A good place to start is to choose a few maternity wardrobe staples such as good quality maternity jeans, basic black leggings and a few longer tees and tank tops that stretch over your bump. Pair these essentials with your existing jackets and tops for an instant pregnancy wardrobe. You may even want to splash out and invest in a couple of versatile dresses or pieces that can be dressed up or down and take you from day to night. Remember that you will still be wearing some of your maternity clothes for a while after the birth.
3. Consider buying a maternity bra
While it’s not necessary to wear a maternity bra during pregnancy, some women find them more comfortable.
If you choose to wear a maternity bra, it’s a good idea for it to be professionally fitted to support your breasts and make you more comfortable.
Third trimester checklist
1. Get your ‘nest’ ready for baby
Now you’re over halfway through your pregnancy, your urge to organise everything may well be in high gear. This is commonly known as the nesting instinct.
To bring your baby safely home, you’ll need to arrange a properly-fitted car seat. You should also think about what you need when you bring your baby home – what will you buy, what can you borrow from family or friends?

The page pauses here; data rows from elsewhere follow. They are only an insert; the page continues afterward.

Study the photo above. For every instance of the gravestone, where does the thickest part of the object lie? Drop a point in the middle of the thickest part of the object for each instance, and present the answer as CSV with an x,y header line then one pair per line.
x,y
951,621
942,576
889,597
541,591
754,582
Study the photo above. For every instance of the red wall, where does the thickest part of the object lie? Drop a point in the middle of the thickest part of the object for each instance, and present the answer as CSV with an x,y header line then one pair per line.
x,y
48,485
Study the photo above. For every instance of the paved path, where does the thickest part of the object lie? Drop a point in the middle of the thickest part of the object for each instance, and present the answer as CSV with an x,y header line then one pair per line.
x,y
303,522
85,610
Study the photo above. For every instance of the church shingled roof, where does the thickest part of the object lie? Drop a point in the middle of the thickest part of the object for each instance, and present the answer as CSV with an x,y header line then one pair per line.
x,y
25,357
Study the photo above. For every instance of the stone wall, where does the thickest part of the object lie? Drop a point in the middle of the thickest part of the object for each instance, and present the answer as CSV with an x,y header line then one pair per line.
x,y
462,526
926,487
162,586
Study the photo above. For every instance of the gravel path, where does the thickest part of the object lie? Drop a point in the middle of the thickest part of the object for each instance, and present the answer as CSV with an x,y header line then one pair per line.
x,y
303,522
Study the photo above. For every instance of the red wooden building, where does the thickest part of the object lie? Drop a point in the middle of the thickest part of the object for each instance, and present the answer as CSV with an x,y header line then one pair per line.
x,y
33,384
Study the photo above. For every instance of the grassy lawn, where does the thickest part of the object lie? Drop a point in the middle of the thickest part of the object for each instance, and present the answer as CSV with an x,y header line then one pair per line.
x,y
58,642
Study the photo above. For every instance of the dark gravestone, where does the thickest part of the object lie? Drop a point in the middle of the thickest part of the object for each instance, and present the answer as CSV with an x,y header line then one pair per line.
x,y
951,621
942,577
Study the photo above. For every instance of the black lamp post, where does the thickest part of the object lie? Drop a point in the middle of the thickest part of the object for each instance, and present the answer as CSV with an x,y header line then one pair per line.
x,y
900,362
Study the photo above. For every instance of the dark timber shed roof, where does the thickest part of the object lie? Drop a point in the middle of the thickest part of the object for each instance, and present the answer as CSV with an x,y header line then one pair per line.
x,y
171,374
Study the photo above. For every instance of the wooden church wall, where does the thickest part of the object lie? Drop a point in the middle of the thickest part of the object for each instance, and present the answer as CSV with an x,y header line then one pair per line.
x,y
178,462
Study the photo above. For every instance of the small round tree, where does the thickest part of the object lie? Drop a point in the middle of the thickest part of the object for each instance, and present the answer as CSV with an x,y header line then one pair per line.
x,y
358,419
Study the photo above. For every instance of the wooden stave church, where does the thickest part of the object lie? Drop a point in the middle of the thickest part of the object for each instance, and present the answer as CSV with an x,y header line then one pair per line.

If you’re feeling up to it, consider cooking up double portions of food and fill your freezer so you’ll have an array of healthy, ready meals available for when things get busy – and they will get very busy!
2. Pack your hospital bag
Nightshirt x 2 – Nursing bras – Breast Pads – Disposable briefs – Comfy full briefs – Maternity Pads x 2packs of 12 – Toiletries, tissues and toothbrush etc. – Hairbrush – Dark towel, face cloth – Lip balm – Slippers and comfy dressing gown – Reading material – Camera – Snacks/water for you and your partner – Money/change for the carpark and vending machines.
3. Pack baby’s hospital bag
Sleepsuit x 2 – Wrapover vest x 2 – Scratch mitts x 2 – Cotton Wool – Nappies x 8 for first 4 hours.
4. Get ready to go home and enjoy your baby bubble
When its time to enjoy your new baby at home, don’t forget: Infant car seat – Comfortable clothing for you and baby on the drive home – Cotton hat for baby – Baby blanket.
Last but not least, remember to enjoy this special time with your loved ones before your baby arrives.